Sir Martin Moore-Bick
The 72-year-old chairman of the public inquiry retired as vice-president of the court of appeal in December 2016. Educated at a grammar school in Tunbridge Wells and at Christ’s College, Cambridge, most of his practice as a barrister and time as a judge of the commercial court involved technical cases related to shipping and transport. That knowledge of contract law is expected to come to the fore in the second phase of the inquiry, which will investigate the overlapping responsibilities around the Grenfell Tower renovation. While his legal expertise was never in doubt, he faced a greater challenge in winning the confidence of bereaved families.
Dany Cotton
The commissioner of the London fire brigade (LFB) was only six months into the top job when she was woken at her Kent home and called to Grenfell.

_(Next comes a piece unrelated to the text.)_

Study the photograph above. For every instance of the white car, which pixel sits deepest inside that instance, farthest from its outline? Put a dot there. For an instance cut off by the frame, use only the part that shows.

She angered survivors when she told the inquiry she wouldn’t have done anything different on the night of 14 June 2017 and that planning for a cladding fire like Grenfell would have been like planning for a space shuttle landing on the Shard. She is due to retire next April after 32 years’ service.
Michael Dowden
A watch manager at North Kensington fire station who happened to be on shift when the fire was called in. He was the first incident commander on the scene. He had been in the LFB for 14 years but given his relatively junior rank he should not have been in charge of a 20-pump fire, which is the level it was at when he was stood down at 1.50am. His apparent failure to gather information about what was happening as the blaze developed and order an earlier evacuation was criticised by Moore-Bick.
Matt Wrack
The secretary general of the Fire Brigades Union represents the rank and file. He has said firefighters are braced for a “stitch-up” and that his members will rally around Michael Dowden, the watch manager who became the first commander on the scene. Wrack began his service as a firefighter in 1983 in Silvertown, east London, and then served in Kingsland station in Hackney. He was a lead organiser during the FBU strike over pay in 2002 and has seen both of the stations he worked at closed as a result of cuts.
Behailu Kebede
The minicab driver in whose Grenfell Tower flat the fire broke out, was turned into a scapegoat by some media before the inquiry. Originally from Ethiopia, he had lived in the tower for 25 years. He was woken by a fire alarm and discovered smoke billowing from behind a Hotpoint fridge freezer in his kitchen. He phoned 999 and banged on his neighbours’ doors on the fourth floor to warn them. “Whatever the origin of the initial fire, the evidence indicates that it was accidental,” the report states. “Mr Kebede, in particular, bears no blame for what occurred in his flat, much less for the catastrophic events that followed.”
Natasha Elcock
The chair of Grenfell United, which represents most of the bereaved and survivors was trapped in the building and only escaped with her partner and six-year-old daughter when the flames were roaring through her 11th-floor kitchen window. The mother of three has led the survivors group since the summer of 2018.